Specifically, a distributed publish-subscribe message system Kafka and a log analysis tool Logstash are respectively deployed on each cluster server at a cluster end.
Kafka, among others, is a high throughput distributed publish-subscribe messaging system. Kafka provides message persistence through a disk data structure that can maintain stable performance for long periods of time for TB-scale message storage, and can handle all action stream data in consumer-scale sites.
Specifically, actions in the action flow data include, but are not limited to: web browsing, searching and other user actions, which are a key factor in many social functions on modern networks. Action flow data is typically addressed by handling logs and log aggregations based on throughput requirements.

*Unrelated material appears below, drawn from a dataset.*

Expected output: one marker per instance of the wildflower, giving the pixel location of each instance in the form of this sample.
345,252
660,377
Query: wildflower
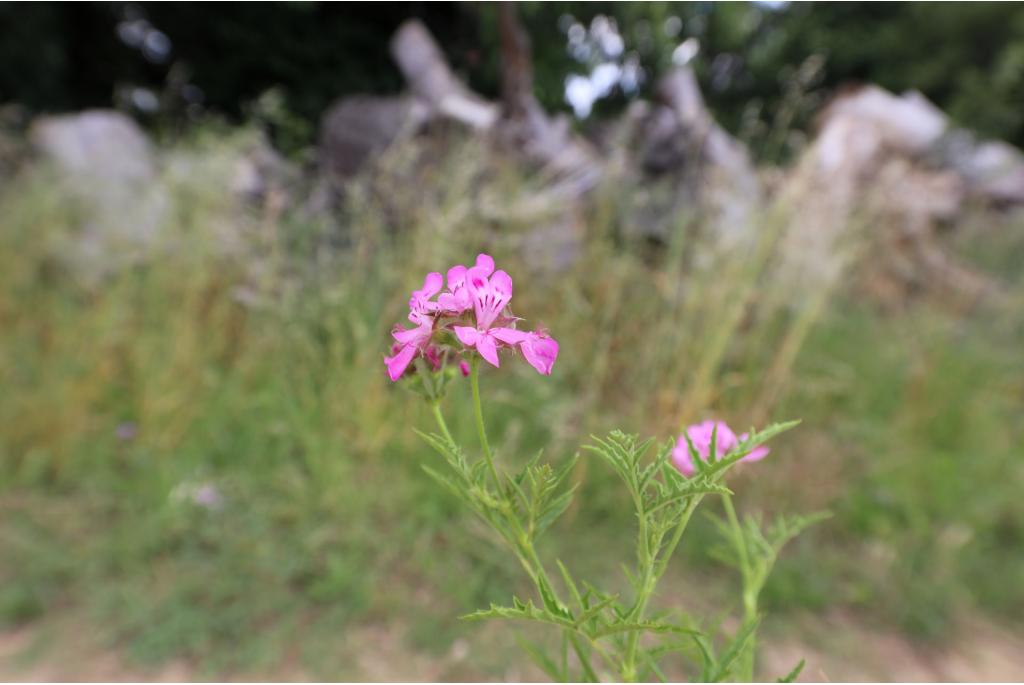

For example, in one embodiment, the Kafka collected action stream may include: logs generated by running of each process on the server, logs generated by operation of a manager on the server, processing logs of the server during running, and the like.
Currently common open-source log analysis tools for cluster management include: spark, hadoop, logstash, and the like, wherein Spark and Hadoop are relatively high in cost, and therefore the log analysis tool used in the embodiment of the present invention is Logstash.
The Logstash is a lightweight log collection processing framework, and can conveniently collect scattered and diversified logs, perform customized processing, and transmit the logs to a specified position, such as a certain server or a certain file.
Further, the Logstash can perform a log filtering operation by configuring the matching symbol.
S22: and acquiring a log file corresponding to the flow information in real time through a distributed publish-subscribe message system Kafka.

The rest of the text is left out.